# Dijkstra’s and A* Algorithms

As a robotics enthusiastic undergraduate, I am familiar with some algorithms used to solve mazes, by following either lines or walls. But when I think about real-world applications, the first thing that comes to my mind is **Google maps. **We use this app more often in our day to day life and it always leads us to our desired destination. It not only considers the shortest path but also always tries to avoid the busy roots too. So, I dig some deeper to find the algorithms behind this app that how it sort out the quickest path. I found that **Dijkstra’s** and **A*** algorithms are some of them which helped google maps to improve its technology. First I will guide you through Dijkstra’s algorithm using the below map.

## Map

Suppose that the S node is the starting location and the Z node represents the destination. The numbers on the node connecting lines(edges) are the weight of those routes. These values represent the traffic on that route.

# Dijkstra’s Algorithm

Our intention is to find the quickest path to the destination. Following the below rules will help to understand this algorithm.

- The node should be represented in two letters. The first letter is the current node and the second letter is the node that we came from.
- Update an array with the node and the sum of weights.
- The array must update in the ascending order of weights.

## Step 1

{S:0; BS:2; LS:3; AS:7}

First, we select the current location(S) and then we update the array by considering all the possible nodes that we can go from node S. There are three paths that we can think of being the best path to our destination. After completing the node S, we can add it to a list.

closed_nodes=[S]

## Step 2

Then we should select B, as it has the next minimum cost.

{S:0; BS:2; LS:3; CB:5; AB:5}

From node B, we can choose either A or C. So, we can update C but node A is almost there.
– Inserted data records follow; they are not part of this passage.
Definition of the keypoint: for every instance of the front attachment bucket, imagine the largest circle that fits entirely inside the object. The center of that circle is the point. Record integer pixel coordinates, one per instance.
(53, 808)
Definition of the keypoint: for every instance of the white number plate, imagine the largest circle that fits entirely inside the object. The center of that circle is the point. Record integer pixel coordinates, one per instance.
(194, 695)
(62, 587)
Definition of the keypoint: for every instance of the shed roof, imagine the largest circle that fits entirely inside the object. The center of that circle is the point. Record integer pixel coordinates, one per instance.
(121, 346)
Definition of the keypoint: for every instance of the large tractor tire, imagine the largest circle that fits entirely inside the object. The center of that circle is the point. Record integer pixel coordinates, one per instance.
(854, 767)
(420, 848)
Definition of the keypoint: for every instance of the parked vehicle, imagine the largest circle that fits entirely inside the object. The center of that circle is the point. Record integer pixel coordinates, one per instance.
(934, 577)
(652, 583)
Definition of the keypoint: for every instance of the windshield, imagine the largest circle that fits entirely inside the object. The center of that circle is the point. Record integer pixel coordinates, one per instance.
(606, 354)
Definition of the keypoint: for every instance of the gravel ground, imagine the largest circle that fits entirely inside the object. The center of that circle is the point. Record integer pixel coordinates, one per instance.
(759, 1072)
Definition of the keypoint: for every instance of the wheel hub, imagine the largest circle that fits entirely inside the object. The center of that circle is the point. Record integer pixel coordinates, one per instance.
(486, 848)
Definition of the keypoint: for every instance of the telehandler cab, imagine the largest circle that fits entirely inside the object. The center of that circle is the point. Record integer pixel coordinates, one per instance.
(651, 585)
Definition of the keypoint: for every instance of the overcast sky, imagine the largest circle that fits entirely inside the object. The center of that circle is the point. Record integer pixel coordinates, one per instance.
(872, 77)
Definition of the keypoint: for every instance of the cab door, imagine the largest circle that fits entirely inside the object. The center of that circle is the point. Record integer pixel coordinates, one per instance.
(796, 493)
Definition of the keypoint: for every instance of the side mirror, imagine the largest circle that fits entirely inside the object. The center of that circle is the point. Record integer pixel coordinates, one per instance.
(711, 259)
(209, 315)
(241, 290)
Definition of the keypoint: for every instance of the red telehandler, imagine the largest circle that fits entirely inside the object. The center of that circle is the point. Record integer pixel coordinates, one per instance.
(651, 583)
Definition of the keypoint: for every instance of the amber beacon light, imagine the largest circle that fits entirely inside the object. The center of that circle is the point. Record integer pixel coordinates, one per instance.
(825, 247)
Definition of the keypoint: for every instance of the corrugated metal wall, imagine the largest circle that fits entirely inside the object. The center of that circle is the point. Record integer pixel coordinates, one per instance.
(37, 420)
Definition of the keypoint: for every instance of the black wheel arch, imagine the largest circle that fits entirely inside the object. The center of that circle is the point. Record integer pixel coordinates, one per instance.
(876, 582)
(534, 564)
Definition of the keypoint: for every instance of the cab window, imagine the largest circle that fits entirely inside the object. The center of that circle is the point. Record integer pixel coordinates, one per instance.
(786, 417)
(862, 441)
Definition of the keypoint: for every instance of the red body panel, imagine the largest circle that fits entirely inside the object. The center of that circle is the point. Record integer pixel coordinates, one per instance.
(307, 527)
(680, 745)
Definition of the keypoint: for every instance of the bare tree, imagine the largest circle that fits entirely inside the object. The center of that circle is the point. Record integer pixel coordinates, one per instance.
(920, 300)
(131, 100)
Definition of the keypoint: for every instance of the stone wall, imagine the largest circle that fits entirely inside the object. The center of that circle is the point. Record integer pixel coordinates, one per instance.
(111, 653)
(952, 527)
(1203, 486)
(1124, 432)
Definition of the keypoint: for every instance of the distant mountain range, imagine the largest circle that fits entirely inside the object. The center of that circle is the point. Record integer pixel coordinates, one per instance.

We can come to node A from either B or S, but coming through the node B is much easier when we compare the sum of weights. So, we change AS into AB and the weight too. In the end, we can update the list by adding a BS.

closed_nodes=[S, BS]

## Step 3

{S:0; BS:2; LS:3; CB:5; AB:5; ML:8}

The next node is L and it leads us to only node M. The list should update with node L.

closed_nodes=[S, BS, LS]

## Step 4

{S:0; BS:2; LS:3; CB:5; AB:5; DC:7; ML:8}

The next node is C. As you can see, there are two paths available from that node. Node D can add to the array easily but there is another path to node A. So, we can think of updating the array by updating CB into CA. But in any case, we do not update the node that we consider in each step.

The list should update with the C node.

closed_nodes=[S, BS, LS, CB]

## Step 5

{S:0; BS:2; LS:3; CB:5; AB:5; DC:7; ML:8}

The next node is A and there is not any other new way that node A can lead us to. So, it seems like node A is a dead end. So, we have to skip this step without updating the list.

closed_nodes=[S, BS, LS, CB]

## Step 6

{S:0; BS:2; LS:3; CB:5; AB:5; DC:7; ML:8; ZD:9}

After this step, we come to our destination but the is the node M before Z. In this case, it will not make any difference by considering node M, but we need to consider node M in our next step to achieve our goal. Before that, we have to update the list.

closed_nodes=[S, BS, LS, CB, DC]

## Step 7

{S:0; BS:2; LS:3; CB:5; AB:5; DC:7; ML:8; ZD:9; OM:12; NM:12}

closed_nodes=[S, BS, LS, CB, DC, ML]

Array and the list are updated as we discuss in the above step.

## Step 8

{S:0; BS:2; LS:3; CB:5; AB:5; DC:7; ML:8; ZD:9; OM:12; NM:12}

The next node is the destination and it should be added to the list too.

closed_nodes=[S, BS, LS, CB, DC, ML, ZD]

## Step 9

This is the last step of this algorithm. From the beginning, the list was updated because it helps to interconnect all the nodes from the starting point to the destination. So, the path is, ZD->DC->CB->BS->S.

Answer: S->B->C->D->Z

## The problem in Dijkstra’s Algorithm

This algorithm finally brings the best path but there is a problem that we did not catch in this example.

According to the above example, we need to find the quickest path that we can arrive at our destination. When we come from node S to A, it seems like there is not any path if we chose nodes L, M, N. As mentioned earlier, this algorithm always tries to consider the lower weighted path first. So, it gives the correct answer but wastes more computational time by considering only the weights. Because this algorithm does not have any idea of the direction of the destination.

# A* Algorithm

A* algorithm gives a solution to the problem in Dijkstra’s algorithm by considering the sum of weights and the displacement from the starting point. In each step, the array should be updated by the sum of weights and displacement. Sometimes A* algorithm can solve faster than Dijkstra’s algorithm because it always knows where it is heading on.

Note: The weights or displacements can not be negative, because it will not work if this exception was not handled.